O tempo é agora da Justiça. Que seja célere e puna quem tenha de punir.

Mas a questão não se fica no âmbito da lei. Passa sobretudo pela ética, palavra tão cara e usada levianamente por quem tem responsabilidades públicas num país onde o tráfego de influências, a cunha, o favorzinho, a palavrinha, continuam a fazer caminho. Cada vez mais difícil é ver gente com coluna vertebral, irrepreensivelmente honesta, com carácter à prova de bala.
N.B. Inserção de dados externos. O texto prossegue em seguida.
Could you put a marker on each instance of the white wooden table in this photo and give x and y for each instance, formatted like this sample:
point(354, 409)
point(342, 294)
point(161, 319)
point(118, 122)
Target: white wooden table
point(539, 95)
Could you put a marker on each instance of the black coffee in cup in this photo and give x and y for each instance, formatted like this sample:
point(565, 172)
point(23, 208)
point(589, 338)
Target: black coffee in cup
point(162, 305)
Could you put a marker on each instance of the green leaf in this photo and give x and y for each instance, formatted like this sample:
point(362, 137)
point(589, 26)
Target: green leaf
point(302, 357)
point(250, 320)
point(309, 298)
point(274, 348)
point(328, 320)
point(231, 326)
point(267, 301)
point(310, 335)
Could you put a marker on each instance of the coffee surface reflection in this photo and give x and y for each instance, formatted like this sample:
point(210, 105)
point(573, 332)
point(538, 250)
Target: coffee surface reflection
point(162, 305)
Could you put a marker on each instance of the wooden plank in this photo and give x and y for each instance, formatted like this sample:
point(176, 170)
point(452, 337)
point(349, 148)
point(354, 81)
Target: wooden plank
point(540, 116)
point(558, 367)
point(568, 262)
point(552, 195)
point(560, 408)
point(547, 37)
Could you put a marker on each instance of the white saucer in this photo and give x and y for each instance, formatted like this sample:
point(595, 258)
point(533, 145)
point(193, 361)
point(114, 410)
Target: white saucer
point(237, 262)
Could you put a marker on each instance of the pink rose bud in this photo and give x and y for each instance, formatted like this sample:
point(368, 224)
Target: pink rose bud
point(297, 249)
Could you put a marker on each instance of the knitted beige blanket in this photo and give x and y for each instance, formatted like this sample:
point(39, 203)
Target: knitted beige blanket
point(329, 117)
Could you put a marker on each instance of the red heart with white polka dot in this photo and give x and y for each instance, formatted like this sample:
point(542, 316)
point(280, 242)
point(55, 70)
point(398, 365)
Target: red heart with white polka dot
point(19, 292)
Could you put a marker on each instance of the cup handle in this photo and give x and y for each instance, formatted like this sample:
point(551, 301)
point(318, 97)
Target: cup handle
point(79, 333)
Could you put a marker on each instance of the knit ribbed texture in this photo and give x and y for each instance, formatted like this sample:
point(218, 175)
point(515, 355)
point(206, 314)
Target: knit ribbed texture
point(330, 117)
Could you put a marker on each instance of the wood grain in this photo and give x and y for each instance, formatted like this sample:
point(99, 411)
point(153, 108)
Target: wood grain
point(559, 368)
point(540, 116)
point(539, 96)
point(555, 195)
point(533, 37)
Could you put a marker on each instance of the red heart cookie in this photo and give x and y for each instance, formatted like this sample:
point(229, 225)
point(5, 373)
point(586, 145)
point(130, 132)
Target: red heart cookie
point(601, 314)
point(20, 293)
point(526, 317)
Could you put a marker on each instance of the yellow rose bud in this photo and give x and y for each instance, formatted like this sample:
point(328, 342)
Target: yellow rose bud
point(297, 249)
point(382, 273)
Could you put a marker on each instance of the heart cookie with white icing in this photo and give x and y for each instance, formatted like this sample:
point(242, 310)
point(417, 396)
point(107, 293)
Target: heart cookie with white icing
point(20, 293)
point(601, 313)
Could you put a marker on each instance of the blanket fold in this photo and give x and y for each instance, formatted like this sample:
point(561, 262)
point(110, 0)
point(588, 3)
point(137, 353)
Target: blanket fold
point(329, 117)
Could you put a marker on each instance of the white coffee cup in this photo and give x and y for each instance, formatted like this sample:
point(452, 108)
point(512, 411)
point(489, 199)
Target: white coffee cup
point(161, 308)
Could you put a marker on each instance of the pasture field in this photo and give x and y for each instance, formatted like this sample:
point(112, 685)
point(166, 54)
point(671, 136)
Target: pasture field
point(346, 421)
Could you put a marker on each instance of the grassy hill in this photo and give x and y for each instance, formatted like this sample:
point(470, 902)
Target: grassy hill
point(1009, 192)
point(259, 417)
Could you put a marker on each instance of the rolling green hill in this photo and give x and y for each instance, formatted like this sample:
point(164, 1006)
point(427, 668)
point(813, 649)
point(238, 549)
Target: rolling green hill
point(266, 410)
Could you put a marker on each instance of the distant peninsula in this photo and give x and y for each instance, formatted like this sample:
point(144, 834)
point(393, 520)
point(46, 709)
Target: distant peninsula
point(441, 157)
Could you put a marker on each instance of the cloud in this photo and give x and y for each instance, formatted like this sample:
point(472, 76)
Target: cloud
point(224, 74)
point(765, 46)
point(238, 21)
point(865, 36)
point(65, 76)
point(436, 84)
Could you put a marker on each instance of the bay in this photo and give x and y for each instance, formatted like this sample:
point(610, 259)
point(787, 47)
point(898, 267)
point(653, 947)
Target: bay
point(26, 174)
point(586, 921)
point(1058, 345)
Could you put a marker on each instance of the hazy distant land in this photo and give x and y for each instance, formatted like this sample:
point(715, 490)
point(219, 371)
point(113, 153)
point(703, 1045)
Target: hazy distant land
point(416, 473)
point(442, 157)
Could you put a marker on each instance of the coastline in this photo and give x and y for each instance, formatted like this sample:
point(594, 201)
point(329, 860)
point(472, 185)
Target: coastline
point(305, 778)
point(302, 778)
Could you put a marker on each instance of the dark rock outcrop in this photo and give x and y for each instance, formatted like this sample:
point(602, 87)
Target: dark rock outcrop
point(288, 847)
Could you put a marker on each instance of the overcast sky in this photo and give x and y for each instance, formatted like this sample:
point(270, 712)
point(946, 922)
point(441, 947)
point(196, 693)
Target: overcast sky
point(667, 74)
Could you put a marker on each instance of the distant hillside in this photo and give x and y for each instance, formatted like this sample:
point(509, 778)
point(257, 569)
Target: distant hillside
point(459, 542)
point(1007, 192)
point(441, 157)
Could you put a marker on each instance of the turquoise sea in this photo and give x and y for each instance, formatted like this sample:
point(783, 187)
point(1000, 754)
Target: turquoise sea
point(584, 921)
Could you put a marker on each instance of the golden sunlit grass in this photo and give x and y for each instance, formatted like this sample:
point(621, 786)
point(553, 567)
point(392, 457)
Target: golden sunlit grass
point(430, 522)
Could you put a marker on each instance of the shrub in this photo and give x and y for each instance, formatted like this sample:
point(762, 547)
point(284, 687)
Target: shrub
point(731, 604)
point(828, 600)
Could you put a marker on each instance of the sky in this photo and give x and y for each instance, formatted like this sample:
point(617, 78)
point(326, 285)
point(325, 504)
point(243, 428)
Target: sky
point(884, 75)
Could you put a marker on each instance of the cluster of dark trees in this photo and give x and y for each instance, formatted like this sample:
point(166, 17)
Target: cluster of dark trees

No mundo da política – há excepções como é óbvio – muitos usam os seus cargos para benefício próprio. Exemplos não faltam. Basta estarmos atentos. Recentemente soubemos que um deputado europeu português dá emprego a dois familiares directos no seu gabinete, contrariando as recomendações do Parlamento Europeu. Esse mesmo parlamentar foi apanhado numa investigação jornalística que denunciou o recebimento de somas avultadas de uma ordem profissional – a dos Contabilistas - num processo que pode ter escudo legal mas que levanta muitas dúvidas em termos éticos. Um dos candidatos à liderança do PSD, Rui Rio, foi também envolvido na notícia do Observador por auferir na mesma ordem quantias mensais simpáticas pelo desempenho do cargo de vice-presidente da respectiva assembleia-geral. O homem, conhecido pela mão férrea com que conduzia as contas da Câmara do Porto e que defende um “banho de ética” na política nacional, recebe 1.500 euros brutos mensais, para marcar presença em apenas duas assembleias anuais. Valeram-lhe 21 mil euros! Nem nas maiores empresas cotadas se encontra paralelo. Com que ética pode esta gente, quando está em cargos de topo na administração pública, pedir sacrifícios às pessoas que se esfalfam a trabalhar para receberem – na maior parte das vezes – uma quantia muito inferior?

Enfim, os exemplos de favorecimento e promiscuidade são extensos na democracia portuguesa. Existe ainda um grande fosso patente na sociedade, que uma cultura de subserviência, onde impera o respeitinho pelas figurinhas gradas não ajuda a alterar.

Não são admissíveis casos como estes acontecerem e – pior – perdurarem durante tanto tempo sem que ninguém seja incomodado.